Anyway, our favorite lawn care advisor, Iowa State Turfgrass Professor Nick Christians, warns against lowering the cutting height at any time of year—Spring or Fall. Always cut at three inches high and always observe the one-third rule. The answer to late fall growth, he says, is to keep cutting until the grass stops growing.

And you know how Nature likes to zing you with these things—if you go down to two and a half inches because you're sure that your grass is only going to grow another half inch, odds are that a hard winter will hit fast, with freezing cold temps but no snow; and now your too-low lawn is suffering frost damage and surface desiccation. (Cold weather without snow cover is the most stressful winter combination for plants.)

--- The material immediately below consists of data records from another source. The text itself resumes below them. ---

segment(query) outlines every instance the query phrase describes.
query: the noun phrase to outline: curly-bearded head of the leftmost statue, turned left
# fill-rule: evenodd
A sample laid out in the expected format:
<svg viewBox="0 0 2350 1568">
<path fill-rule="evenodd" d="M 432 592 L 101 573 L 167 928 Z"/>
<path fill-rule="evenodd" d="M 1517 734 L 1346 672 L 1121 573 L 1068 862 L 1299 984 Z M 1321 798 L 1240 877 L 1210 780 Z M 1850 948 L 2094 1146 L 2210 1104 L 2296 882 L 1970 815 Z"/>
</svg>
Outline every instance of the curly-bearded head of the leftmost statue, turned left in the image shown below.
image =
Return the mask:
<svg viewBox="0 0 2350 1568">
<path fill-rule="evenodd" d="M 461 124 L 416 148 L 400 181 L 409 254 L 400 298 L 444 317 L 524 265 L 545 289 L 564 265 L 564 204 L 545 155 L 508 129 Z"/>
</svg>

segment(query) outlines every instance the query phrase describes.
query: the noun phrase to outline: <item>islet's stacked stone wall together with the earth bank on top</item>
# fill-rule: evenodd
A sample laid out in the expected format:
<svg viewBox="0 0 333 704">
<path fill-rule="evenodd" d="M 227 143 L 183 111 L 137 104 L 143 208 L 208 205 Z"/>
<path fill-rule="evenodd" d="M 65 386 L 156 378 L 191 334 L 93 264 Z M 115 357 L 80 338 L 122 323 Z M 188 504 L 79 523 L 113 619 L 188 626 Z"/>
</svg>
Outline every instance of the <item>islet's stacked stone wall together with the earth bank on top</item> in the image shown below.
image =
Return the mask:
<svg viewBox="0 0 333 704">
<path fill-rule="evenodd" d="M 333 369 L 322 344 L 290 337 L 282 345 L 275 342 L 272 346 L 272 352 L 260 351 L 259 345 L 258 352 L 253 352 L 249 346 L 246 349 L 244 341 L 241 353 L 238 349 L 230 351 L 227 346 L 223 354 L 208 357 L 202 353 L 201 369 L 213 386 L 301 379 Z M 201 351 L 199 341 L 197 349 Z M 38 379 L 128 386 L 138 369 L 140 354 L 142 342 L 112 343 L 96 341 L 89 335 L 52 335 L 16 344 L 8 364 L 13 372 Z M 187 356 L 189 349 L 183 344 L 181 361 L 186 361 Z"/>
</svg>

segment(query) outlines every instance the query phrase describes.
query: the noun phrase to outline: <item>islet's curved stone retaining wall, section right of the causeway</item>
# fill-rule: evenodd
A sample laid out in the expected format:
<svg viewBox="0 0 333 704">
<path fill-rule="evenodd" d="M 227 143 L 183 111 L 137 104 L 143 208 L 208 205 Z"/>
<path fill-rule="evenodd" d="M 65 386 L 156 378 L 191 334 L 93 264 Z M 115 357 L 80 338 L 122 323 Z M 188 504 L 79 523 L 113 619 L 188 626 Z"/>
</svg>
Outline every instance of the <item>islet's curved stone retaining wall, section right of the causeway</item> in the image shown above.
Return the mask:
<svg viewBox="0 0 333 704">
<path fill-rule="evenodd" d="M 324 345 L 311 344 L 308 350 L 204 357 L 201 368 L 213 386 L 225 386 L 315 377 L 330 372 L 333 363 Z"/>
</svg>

Safe Lawn advocate Paul Tukey, author of The Organic Lawn Care Manual, also agrees with keeping cool-season lawns cut at three inches going into winter. And he's a real voice of authority here, as he spent most of his life maintaining and researching lawns in New England—where there's a high risk of winter turf problems like our listener's 'snow mold'. He also notes that he's rarely seen the yellowing and matting that indicate snow mold on lawns that were fed organically. And Nick Christians warns that the problem is worst on lawns that are overfed in the fall, because it's harder for them to stop growing.

So the bottom line is to keep cutting until the grass stops growing. Either delay changing over to that plow, or get the tractor ready to push snow but arrange to have a nearby mower ready for a last-cut loan. And perhaps feed the lawn a bit more gently and/or earlier next Fall to slow down that late season growth a bit.